Scavenger Life Episode 82: What's Happening In Your eBay Store This Week?

An example of our Panasonic GH1 and 20mm Pancake lens with a shallow depth of field.

Jay and Ryanne talk about what's happening in their store this week. A $1000 day, while rare, was a welcome deluge. We start doing our taxes with the help of GoDaddy Bookkeeping. Jay mentioned the New York Times article You Can’t Take It With You, but You Still Want More. Suzanne Wells gives us a great tip on how to see eBay Best Offer prices. Check out this variety of polymailers on Amazon. I pretty much get every size to be honest. We also mention our Panasonic GH series camera and 20mm lens that we love. We also love the Canon PowerShot cameras for a simpler point and shoot.

Direct .mp3 link. Direct ogg vorbis link.

We've included our weekly Ebay numbers below. In the comments, go ahead and post what you've done this week. And let us know if there are other numbers you want us to share.

The Weekly Scavenger Numbers

Jay and Ryanne’s Store Week Jan 5-11, 2014

  • Total Items in Store: 3025
  • Items Sold: 71
  • Total Sales: $2566.54
  • Highest Price Sold: $150.00 (King Size Goose Down Duvet)
  • Average Price Sold: $36.14
  • Returns: 3
  • Positive Feedback: 35
  • Neutral Feedback: 0
  • Negative Feedback: 0


  1. If you have to do photos indoors and not near a window (like me), there are these CFL bulbs called "Daylight" bulbs that give off a whiter light than the yellowish light of other bulbs. They make your whites whiter and brights brighter!

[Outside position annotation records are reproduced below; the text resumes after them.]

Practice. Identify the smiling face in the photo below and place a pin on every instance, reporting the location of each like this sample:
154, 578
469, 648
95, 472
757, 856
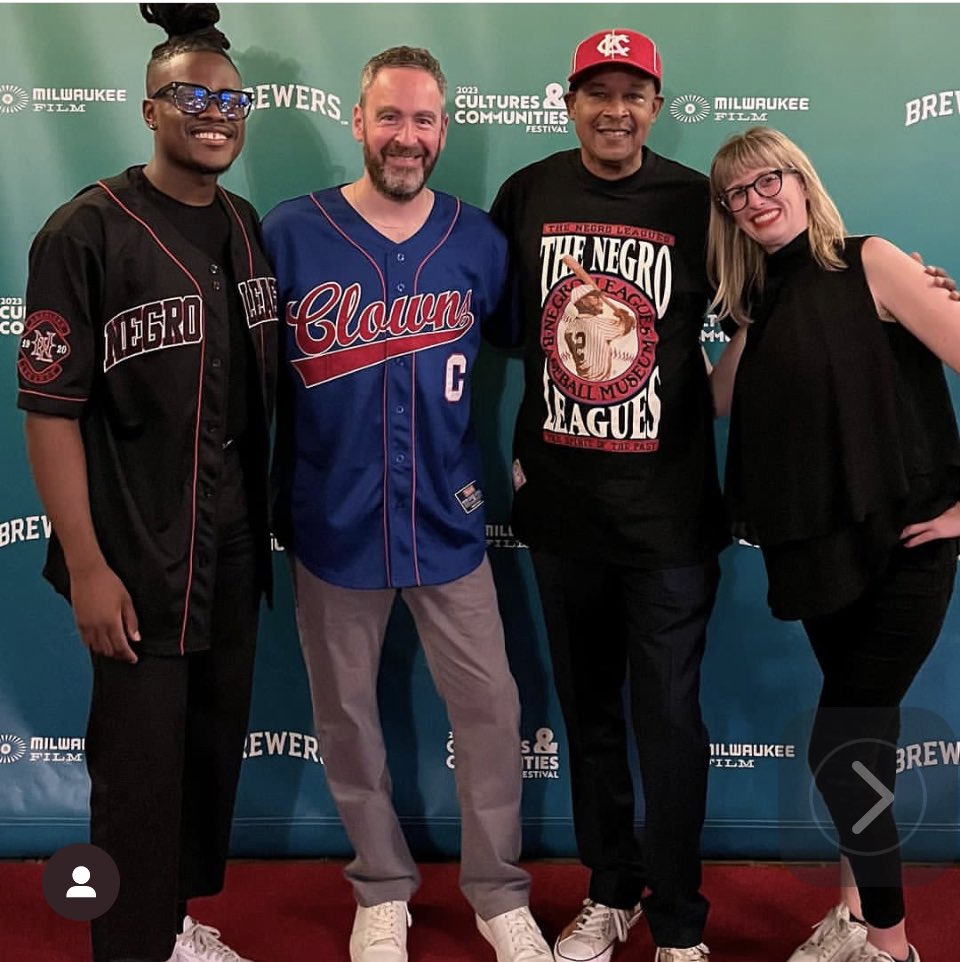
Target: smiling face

    1. Absolutely. There are lighting kits you can buy, or just get these Daylight CFL's as you suggest. But to get good lighting without shadows takes some skill. Sounds like you've figured it out.

  2. Hey guys!
    About the metals...
    Silver is usually marked .925 , sterling, and italy. Older Silver from europe is usually marked .800 and all tha pertains to the purity pf the metal. .925 is 92.5% and so forth.. (sterling and .925. Is the same thing)
    Gold is a bit more complex. Im sure you know gold is marked by Karats. Pure gold is 24K and that just means it is 24 parts gold out of 24 parts. Example, 14k gold (the most common gold) is only 58% gold. 14/24. It is 14 parts gold out of 24, so the other ten is fillers and other metals. (I hope this is making some sense).
    The easiest way to spot gold without testing it is to look at all the makers marks and such. It will usually have a mark or initials from who made the piece, followed by 10k, 14k, 18k etc...
    Now, if it says 14k Gf, or 14k GE or GP, Then it is gold plated and is not worth much unless its an antique or rare etc. (Gold Faced, Gold Etched, Gold Plated).

    I hope this helps, and makes sense! I typed this up on a little POS phone :P lol. If there is any questions, feel free to ask!
    -- Matt

    1. I did know a little but about these numbers, but this is great info. I see the men who only look at the silverware and jewelry on the offhand chance someone missed a valuable piece. Seems a bit like the guys who do the metal detectors on the beach.

      Then I see the guys at the auctions who bid against each other for coins or silver/gold pieces. These items always go for a high price and seem to fall within the current value of the metal. I guess they buy to hedge their bets against inflation? I just don't see the profit.

    2. Its Generally being bought 5%-ish under spot price and they buy ALOT to nake money.
      I have ads on Craigalist, and I will occasionally get a call ever 2 weeks or so. I buy for about 65% of spot price, which is wayyyy more than what pawnshops and gold buyers pay! Lol, its just an extra 300-500$ bucks or so a month
      Cant complain about that for not really doing anything! :)
      -- Matt

    3. That's a nice gig. Who do you sell the metal to? Why don't the people just sell it to those people to get a higher price? It's always interesting to me when people leave money on the table.

  3. new to your do you store all of your stuff?

    1. In Episode 32 Mikey and Jay do an amazing job of answering that

    2. Thanks for the link Charles. There's also a search field in the top right hand of the sidebar that lets you search for old topics.

      You can also check out our Topics page:

  4. Thanks for addressing my question this week. I also tried stuffing coupons into packages in hopes of repeat sales, and after a few months of nothing, I gave up on that. I think, like you said it must be easier for niche sellers (printer cartridges, shipping supplies, people who just do clothing, etc.) to build up more of a following. Like you guys, I sell just about everything. Now back to listing :)

    1. I really think of "eBay" and "Amazon" as one big store. Stuff just may come from different places.

      Other than those niche sellers, I have no idea how to gain loyalty other than do a good job on each sale. We do see people come back year to year, but its rare.

      We could also start our own website where we sell all our own stuff. Ive seen some vintage sellers take this route but have no idea if they get the same traffic that eBay provides.

  5. I listed while listening to both podcasts this week:) lol...thanks for keeping me company and keeping me on track!